Standard optimality criteria (D, A, I, …) assume the model is correctly specified and aim to estimate its parameters as precisely as possible. KL-Optimality addresses a different question: given two competing models, where should observations be taken to tell them apart most easily?
The criterion is based on the Kullback-Leibler divergence between the reference model \(f_1\) and the best-fitting version of the rival \(f_2\):
\[\Phi_{\text{KL}}(\xi) = \int \min_{\beta_2} \text{KL}(f_1(y \mid x) \,\|\, f_2(y \mid x, \beta_2))\, \xi(dx).\]
The design \(\xi^*\) that maximises \(\Phi_{\text{KL}}\) places observations where the two models are most distinguishable on average.

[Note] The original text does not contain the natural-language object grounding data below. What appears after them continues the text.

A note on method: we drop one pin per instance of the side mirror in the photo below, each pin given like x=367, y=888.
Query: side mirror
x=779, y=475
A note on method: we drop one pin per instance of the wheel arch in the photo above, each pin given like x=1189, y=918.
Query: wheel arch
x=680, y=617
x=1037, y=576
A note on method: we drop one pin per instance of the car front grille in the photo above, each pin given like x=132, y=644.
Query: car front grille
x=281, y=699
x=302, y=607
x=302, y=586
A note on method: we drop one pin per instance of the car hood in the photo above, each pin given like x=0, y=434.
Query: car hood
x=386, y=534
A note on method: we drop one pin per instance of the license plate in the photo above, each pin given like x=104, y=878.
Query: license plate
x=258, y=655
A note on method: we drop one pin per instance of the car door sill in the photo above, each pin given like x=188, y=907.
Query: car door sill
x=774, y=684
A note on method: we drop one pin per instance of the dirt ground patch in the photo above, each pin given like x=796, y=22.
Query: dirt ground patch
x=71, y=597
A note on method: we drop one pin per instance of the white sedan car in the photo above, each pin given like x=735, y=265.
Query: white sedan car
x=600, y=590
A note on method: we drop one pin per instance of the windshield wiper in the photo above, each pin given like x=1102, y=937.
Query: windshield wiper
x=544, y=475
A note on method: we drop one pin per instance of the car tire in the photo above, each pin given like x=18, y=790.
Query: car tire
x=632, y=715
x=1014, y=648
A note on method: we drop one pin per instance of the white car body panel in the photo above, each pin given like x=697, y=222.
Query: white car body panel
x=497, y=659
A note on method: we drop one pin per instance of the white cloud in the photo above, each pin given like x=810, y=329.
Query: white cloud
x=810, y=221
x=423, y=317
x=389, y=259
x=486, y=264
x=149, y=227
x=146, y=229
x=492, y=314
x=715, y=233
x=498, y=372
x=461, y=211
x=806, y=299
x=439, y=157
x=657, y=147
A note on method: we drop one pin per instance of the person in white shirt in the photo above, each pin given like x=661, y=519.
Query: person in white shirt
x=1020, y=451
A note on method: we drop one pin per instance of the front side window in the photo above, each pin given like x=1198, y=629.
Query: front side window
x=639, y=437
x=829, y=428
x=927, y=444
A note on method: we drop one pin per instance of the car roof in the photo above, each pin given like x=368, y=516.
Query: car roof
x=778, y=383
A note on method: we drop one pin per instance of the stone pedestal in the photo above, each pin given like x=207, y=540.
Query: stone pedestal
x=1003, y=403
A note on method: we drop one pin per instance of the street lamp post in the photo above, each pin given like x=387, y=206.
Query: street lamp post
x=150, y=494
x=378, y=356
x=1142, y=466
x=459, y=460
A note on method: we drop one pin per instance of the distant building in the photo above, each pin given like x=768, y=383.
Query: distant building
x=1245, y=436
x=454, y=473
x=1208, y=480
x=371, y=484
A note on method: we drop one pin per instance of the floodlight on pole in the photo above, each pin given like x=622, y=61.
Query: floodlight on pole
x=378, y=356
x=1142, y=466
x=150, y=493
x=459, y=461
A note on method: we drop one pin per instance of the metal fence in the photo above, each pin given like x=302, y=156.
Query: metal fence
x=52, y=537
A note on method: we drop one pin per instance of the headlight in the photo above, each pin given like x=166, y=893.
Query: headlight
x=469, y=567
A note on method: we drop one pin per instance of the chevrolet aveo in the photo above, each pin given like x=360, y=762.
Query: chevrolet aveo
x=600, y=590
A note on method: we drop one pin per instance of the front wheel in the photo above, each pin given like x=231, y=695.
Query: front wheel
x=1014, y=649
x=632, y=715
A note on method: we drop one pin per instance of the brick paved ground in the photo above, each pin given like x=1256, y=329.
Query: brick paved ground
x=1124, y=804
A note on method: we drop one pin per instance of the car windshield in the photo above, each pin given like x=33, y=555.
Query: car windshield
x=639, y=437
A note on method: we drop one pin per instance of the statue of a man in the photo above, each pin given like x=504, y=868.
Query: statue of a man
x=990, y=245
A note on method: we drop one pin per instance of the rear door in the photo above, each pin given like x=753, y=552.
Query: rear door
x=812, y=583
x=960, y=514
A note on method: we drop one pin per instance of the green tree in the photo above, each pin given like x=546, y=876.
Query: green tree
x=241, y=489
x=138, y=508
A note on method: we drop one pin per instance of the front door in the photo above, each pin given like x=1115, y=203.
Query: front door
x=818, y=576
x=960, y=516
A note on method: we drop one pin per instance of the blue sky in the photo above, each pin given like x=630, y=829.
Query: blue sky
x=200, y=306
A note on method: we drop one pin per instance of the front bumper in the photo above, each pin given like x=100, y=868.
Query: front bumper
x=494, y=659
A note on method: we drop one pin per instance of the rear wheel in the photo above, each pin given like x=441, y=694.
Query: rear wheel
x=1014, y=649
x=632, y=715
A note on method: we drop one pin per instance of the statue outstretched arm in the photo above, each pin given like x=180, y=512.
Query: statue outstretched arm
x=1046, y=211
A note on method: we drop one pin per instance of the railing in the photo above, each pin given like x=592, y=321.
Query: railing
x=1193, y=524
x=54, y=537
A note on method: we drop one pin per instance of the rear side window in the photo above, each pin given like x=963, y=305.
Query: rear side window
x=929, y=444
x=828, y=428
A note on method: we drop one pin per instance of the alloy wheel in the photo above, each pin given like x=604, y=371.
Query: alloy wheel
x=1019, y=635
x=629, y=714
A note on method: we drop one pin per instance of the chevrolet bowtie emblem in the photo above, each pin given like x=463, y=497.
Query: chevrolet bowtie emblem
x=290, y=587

Reference: López-Fidalgo, Tommasi & Trandafir (2007). An optimal experimental design criterion for discriminating between non-normal models. J. R. Stat. Soc. B, 69(2), 231–242.
opt_des(
"KL-Optimality",
model = <reference model formula>,
parameters = <reference parameter names>,
par_values = <nominal values>,
design_space = <scalar interval or named list>,
# rival specification:
rival_model = <rival formula>, # default: same as model
rival_params = <rival param names>, # default: same as parameters
rival_pars = <starting values for internal optimisation>,
rival_lower = <lower bounds for rival params>,
rival_upper = <upper bounds for rival params>,
# GLM family:
family = "Normal", # "Poisson", "Binomial", "Gamma"
phi = 1, # dispersion parameter
# alternative: supply a custom KL function
kl_fun = NULL
)The internal optimisation over rival parameters is done
automatically. The optimal rival values are stored as a hidden attribute
and shown by summary().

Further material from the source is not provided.